Let’s face it, no matter how many books you read on godly dating, you will still have that feeling deep down of utter annoyance for singleness at least once in your life. I had it, I suffered with the hatred of singleness when I was a teen, and we have all been there, but singleness is just as much as a blessing as marriage is, and I realized that truth when my heart was broken by a guy who wasn’t God’s match for me.
After that heartache, God began to open my heart and break down the walls that I kept up. When I was 16, I believed that if I gave my dating life over to God, He would prevent me from finding love, for in the mind of 16 year old Christina, I thought God would make me an old maid, which was something I didn’t want to happen.
However, I was sorely wrong, because God is the Author of love and He created love in its rawest and purest form! If you want to see how much of a romantic God is, just read Song of Solomon, and you will see that He is not against marriage or love, but He want us to find a companion. God made Eve for the sole reason of making sure man wasn’t lonely; therefore, why keep God out of your dating life when He wants you to find love?

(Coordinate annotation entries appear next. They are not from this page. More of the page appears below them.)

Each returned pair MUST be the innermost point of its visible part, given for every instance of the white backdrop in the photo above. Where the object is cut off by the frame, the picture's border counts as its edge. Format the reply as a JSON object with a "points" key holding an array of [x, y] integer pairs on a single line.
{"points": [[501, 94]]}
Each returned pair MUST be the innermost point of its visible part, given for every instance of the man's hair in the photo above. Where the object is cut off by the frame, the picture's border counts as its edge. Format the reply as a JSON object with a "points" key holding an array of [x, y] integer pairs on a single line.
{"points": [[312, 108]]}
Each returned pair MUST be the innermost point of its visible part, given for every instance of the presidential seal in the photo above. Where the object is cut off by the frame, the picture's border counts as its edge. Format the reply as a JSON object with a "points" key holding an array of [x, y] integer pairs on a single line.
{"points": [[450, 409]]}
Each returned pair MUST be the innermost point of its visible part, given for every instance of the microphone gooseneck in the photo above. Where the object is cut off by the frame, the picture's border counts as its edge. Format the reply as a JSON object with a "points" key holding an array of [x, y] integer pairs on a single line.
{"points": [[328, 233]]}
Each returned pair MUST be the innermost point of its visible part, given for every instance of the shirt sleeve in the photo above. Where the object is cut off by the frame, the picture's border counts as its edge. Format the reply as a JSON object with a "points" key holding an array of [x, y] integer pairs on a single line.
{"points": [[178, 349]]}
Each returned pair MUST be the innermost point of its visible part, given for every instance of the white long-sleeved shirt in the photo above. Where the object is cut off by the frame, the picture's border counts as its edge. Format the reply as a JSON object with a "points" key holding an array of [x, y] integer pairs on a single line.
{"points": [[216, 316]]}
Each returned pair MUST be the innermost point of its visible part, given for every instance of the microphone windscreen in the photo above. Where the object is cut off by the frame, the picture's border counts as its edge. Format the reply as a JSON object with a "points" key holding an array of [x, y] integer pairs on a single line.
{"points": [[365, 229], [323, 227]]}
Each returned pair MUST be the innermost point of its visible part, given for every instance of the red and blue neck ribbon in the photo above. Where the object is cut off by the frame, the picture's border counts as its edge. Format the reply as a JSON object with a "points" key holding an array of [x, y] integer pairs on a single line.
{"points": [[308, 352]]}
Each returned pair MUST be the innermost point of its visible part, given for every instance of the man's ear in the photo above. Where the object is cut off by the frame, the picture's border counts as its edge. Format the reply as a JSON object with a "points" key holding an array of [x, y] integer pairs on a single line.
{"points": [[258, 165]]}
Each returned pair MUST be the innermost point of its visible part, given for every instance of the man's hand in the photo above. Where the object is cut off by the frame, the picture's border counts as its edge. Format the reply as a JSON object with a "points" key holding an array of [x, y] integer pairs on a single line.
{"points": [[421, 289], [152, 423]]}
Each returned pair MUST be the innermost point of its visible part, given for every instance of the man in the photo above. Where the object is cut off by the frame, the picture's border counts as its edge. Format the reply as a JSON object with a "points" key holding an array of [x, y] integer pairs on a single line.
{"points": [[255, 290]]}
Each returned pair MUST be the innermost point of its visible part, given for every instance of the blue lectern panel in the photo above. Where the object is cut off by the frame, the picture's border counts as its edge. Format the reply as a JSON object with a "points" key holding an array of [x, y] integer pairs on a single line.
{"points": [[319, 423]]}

I finally gave God complete control over my dating life at 18, and I have since felt such joy and happiness, for I know that He has my dating life under control, and that my future husband will come when the time is right, but I know that many other single women live in the same lie of “Singleness is horrible” or “God will make me an old maid if I give Him control.”
Trust me, God will not do that, but He will do the exact opposite. Here is a guide to living in pure joy while navigating the single season while also giving God complete and utter trust in the one thing you hold so dearly onto which is dating.
First off, Singleness is just as much of a blessing as marriage is
I know, I just said that, but it is true! Singleness isn’t a curse, but it is also a blessing. Singleness gives you the time to grow closer to God, to learn what He wants for your life, and it gives you time to work on your relationship with Christ before you ever let another person into your life.
“But seek first the kingdom of God and His righteousness, and all these things shall be added to you.” Matthew 6:33
You cannot expect to love a man if you aren’t in love with Christ. If you do not find the man who suffered on a cross for you worth loving unendingly, then don’t expect to love a husband, because it won’t work. The single season gives you time to figure out God’s definition of marriage, how He views a godly marriage, and you also learn that Christ’s relationship with us is how our marriage should be.
If your walk with Christ is shaky and distant, then you’re future marriage will reflect that. If you’re walk with Christ is strong and stable, then you will bring that into a marriage with a husband. Whatever you are producing in your relationship with Christ, will impact the relationship you have with the man you marry; therefore, the single season is a blessing just as much as marriage is, for it gives you time to grow closer to Christ so you will know how to grow close to your future husband.
Find value in God’s grace rather than in the relationship status
“but whoever drinks of the water that I shall give him will never thirst. But the water that I shall give him will become in him a fountain of water springing up into everlasting life.”” John 4:14
I will be the first one to say that I am a hopeless romantic, and I dream of my wedding, my future husband, and so forth, but I also realize that a man cannot completely satisfy me, for Christ is the only one who can do that. When I dated my ex, I was dating him for validation and to fill a void I felt, but I got neither of those things, for I was forgetting about Christ. Christ is the only one who can completely satisfy you, and He is the only cup that will not run dry.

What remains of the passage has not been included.